Gone are the friendly faces of teachers, counselors and friends, while online bullying has followed some home. For some, the anxiety was so great that they continued to wear face coverings long after the mask mandate was canceled.
“They spent so much time away from their peers that they were afraid others would see their faces,” said Sells, who currently works at several North Side schools and will move into the new Denny Yasuhara Middle School this fall.
But childhood depression and anxiety were on the rise nationwide for years before the pandemic, experts say.

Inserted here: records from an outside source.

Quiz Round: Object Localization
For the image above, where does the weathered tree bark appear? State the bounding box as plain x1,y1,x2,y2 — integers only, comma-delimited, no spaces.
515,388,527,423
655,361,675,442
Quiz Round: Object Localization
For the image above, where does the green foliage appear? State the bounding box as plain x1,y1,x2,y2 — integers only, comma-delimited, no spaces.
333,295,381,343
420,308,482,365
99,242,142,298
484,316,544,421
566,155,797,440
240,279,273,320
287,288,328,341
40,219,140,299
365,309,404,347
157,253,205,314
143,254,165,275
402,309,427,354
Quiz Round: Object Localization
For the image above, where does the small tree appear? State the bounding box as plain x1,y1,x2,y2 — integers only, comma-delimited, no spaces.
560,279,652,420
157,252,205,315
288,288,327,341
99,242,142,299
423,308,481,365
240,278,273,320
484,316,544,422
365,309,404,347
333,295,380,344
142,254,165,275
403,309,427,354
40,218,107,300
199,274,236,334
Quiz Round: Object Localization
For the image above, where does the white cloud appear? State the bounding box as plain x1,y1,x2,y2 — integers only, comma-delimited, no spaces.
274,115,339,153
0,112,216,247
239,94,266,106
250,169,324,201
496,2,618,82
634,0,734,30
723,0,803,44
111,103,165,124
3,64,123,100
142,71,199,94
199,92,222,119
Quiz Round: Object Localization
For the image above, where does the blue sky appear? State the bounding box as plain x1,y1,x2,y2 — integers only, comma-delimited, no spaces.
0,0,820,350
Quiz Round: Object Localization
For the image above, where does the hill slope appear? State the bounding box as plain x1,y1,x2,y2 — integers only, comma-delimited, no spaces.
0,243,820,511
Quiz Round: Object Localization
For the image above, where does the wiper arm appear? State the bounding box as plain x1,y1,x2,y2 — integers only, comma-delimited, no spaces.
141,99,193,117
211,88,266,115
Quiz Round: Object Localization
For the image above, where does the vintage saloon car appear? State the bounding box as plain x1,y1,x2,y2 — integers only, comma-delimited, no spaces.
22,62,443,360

The return to in-person classes has been accompanied by a growing number of school shootings, experts say, who say clashes are ending in gunfire as more students bring guns to school. ‘school. Teachers say disrespect and defiance have increased, and tempers are shorter and flare up faster.
Sells once dealt with a college student who had murderous thoughts — “she wanted to kill her brother,” Sells said.
Police were called to the school, but the youngsters said they no longer felt that way and there was no more room at a local establishment.
The shooting that occurred earlier this month in Buffalo highlighted the failure of some schools and agencies to adequately screen those with the potential for violence.
When accused Buffalo shooter Payton Gendron was asked in the spring of 2021 by a teacher at his high school in Binghamton, New York, about his plans after graduation, he replied that he wanted to commit murder- suicide, according to law enforcement.
The comment prompted a state police call and a mental health evaluation at a hospital, where he claimed he was joking and was allowed to attend his graduation.
Spokane County is no stranger to mass gun violence.
Sells was one of the first responders at Freeman High School in 2017, when Caleb Sharpe, then 15, killed a student and injured three others.
The tragedy has colored the way Sells approaches his work. On a recent visit to Yasuhara Middle School, she noted the preponderance of glass – beautiful to behold, but a poor barrier against intruders or their bullets.
“That’s the first thing I noticed,” said Sells, who was relieved to learn that the building also had interior security doors in the hallways as well as individual classrooms.
With the threat of school violence ever-present, experts have tried to offer advice to students and families.
Debbie Wiechert, a social worker at Meadow Ridge Elementary in the Mead School District, says she often starts conversations by “letting the kids know they’re safe at school and we can talk about all the things that we can do to be safe in our schools.”
Parents should pay attention to little things like their children’s appetites, sleeping patterns and other behaviors – “tell-tale signs” that something is wrong.
And for students who are reluctant to report suspicious behavior or comments from another child, she reminds them that many schools have anonymous hotlines.
Wiechert urged children to “talk about it if you hear something that scares you or makes you nervous.”